I reasoned thus: if I'm going to be grumpy, let's take it all the way! So on went some late Schubert: Schwanengesang. It was the perfect choice. Admittedly, long periods went by where no documents were fondled, where I lay on the floor, feet propped up on my bed, blood rushing to my head, eyes closed, and I pretended to myself I was productive in a worldly way, while letting the music wash over me. It was a nice relief from the effort of trying to produce the music myself. Nice that I was patient enough to truly listen, and admire. The bubble of my ego must have temporarily burst.
Die Schöne Müllerin and Winterreise are both pretty familiar to me, but this last cycle (not really a cycle), even after many listenings, still feels wonderfully, powerfully alien. Not confined to a single plot, or dramatic arc, it ranges from subject to subject, from world to world: the familiar dialogue of lover with nature, with the brook; meditations on the unhappiness of Atlas; a man confronting his shadow; a barely-sketched-in scene of a tearful, fateful encounter on a beach (between lovers? friends? who knows?); the tender cliché of the letter, posted in longing and love. All these people, characters, populating Schubert's plane of existence; they would never meet in "real life." The music is often classical, no doubt; it calls on its own classicism, say, for comfort, and sometimes simply because there is nothing else; its simplicity is often heartbreaking; but between the classical lines (exploiting them) the austerity occasionally takes over and leads to bizarre, spare harmonic and melodic moments... the equivalent of musical empty space? I imagined a stretch of desert, in which ruins of Greek temples (disturbingly) rise from the ground intermittently instead of mountains, rocks, or mesas. Was the blood rushing too much to my head?

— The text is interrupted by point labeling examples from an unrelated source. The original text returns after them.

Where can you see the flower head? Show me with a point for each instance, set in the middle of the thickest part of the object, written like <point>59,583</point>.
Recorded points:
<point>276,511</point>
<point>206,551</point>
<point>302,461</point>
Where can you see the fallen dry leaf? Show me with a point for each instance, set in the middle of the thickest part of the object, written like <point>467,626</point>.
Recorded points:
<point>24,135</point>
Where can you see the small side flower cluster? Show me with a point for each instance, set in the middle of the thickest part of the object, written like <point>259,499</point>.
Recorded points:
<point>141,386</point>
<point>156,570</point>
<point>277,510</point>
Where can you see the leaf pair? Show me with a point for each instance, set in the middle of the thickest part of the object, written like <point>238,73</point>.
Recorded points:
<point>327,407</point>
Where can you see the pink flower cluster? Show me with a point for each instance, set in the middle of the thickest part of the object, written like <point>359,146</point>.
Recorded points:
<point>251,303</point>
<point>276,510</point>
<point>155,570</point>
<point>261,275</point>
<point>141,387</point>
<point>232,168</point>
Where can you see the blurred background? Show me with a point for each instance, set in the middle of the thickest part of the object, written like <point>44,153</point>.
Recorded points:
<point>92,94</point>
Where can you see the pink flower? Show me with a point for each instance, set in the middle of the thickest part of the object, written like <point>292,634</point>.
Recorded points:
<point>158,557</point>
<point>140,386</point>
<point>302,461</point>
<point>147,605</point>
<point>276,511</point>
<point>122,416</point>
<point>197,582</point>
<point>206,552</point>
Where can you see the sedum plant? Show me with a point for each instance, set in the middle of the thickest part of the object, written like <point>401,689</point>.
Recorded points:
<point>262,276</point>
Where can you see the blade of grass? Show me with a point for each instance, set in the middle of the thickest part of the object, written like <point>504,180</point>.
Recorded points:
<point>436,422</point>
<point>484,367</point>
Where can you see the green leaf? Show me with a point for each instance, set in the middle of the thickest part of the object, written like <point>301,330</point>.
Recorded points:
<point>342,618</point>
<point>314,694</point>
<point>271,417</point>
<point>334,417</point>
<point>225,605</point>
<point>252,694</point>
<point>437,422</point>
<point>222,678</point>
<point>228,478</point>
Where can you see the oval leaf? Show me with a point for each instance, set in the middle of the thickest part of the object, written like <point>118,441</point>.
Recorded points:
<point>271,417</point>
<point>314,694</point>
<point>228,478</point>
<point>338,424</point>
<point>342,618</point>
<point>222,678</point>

I don't think the desert that far-fetched. There is definitely a sense of being on a frontier: at the edge of truly desperate, extended emotional states, depressive places. The one-two-three punch of Die Stadt, Am Meer and Der Doppelgänger ... I mean, really... how are we supposed to survive these three songs in a row? Why don't I just stop listening and go shopping at the Gap? I feel like Mahler took the DNA of Am Meer off to his lab in the mountains, mad scientist that he was, and cloned it into his entire, angst-ridden oeuvre. If I were a more diligent blogger, I would find the passages in Mahler directly copied from this song and display them (trophy-bearing hunter of lineages) proudly on this page. It is an extraordinary song; it seems to distill some Viennese vein of thought, of musical pain; distilled it enough that Mahler could then dilute it without loss. I had listened to this song for years, not knowing the text (for shame), and therefore was surprised to see what was there:
... The tears poured from your loving eyes.
I saw them fall onto your hand, and fell on my knees,
and drank the tears from your white hand.

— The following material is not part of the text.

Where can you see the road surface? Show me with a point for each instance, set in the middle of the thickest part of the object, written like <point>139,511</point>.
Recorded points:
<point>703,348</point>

From that hour my body has wasted away,
and my spirit is dying of desire.
The wretched woman has poisoned me with her tears.
First reaction? THIS poem is the one Schubert devoted THAT music to? It did not seem to "deserve" it. The music seemed more metaphysical than that, not just a lover's farewell (?... which it could be, but may not). But the composer, in setting it to music, has reread the poem for you... has found preemptive meanings. I began to think more about "my spirit is dying of desire" ("die Seele stirbt von Sehnen"--what an unbelievably German line), the triumvirate of tears, poison and desire... Things became clearer; the barbed, enigmatic poem began to grow into the song.
And I ran across these lines from Montaigne:
Why does no one confess his vices? Because he is still in their grip now; it is only for a waking man to tell his dream. [Seneca].
The diseases of the body become clearer as they increase. We find that what we were calling a cold or a sprain is the gout. The diseases of the soul grow more obscure as they grow stronger; the sickest man is least sensible of them.
Diseases of the soul. The man who sees his terrifying double image; who is poisoned by his own desire; visited by apparitions of loss. I feel I can connect Schubert's spare austerities, these extenuated harmonies, those enharmonic slippages, to this sense of encroaching disease...classical harmonies and phrases visited by anomalies, by small and large symptoms. Another image (hallucination?) came to mind while my feet were propped: the music, or was it the way it was being performed... had the eerie quality of a child singing, but the anachronistic sentiments of a dying, hopeless old man. Does the child believe what he is singing? Is Schubert sensible of this disease (this disconnect, this rift), or is he too sick to tell us his dream?
You can see how low the mail can take me. Wow. You'll notice I blame the mail and not Schubert.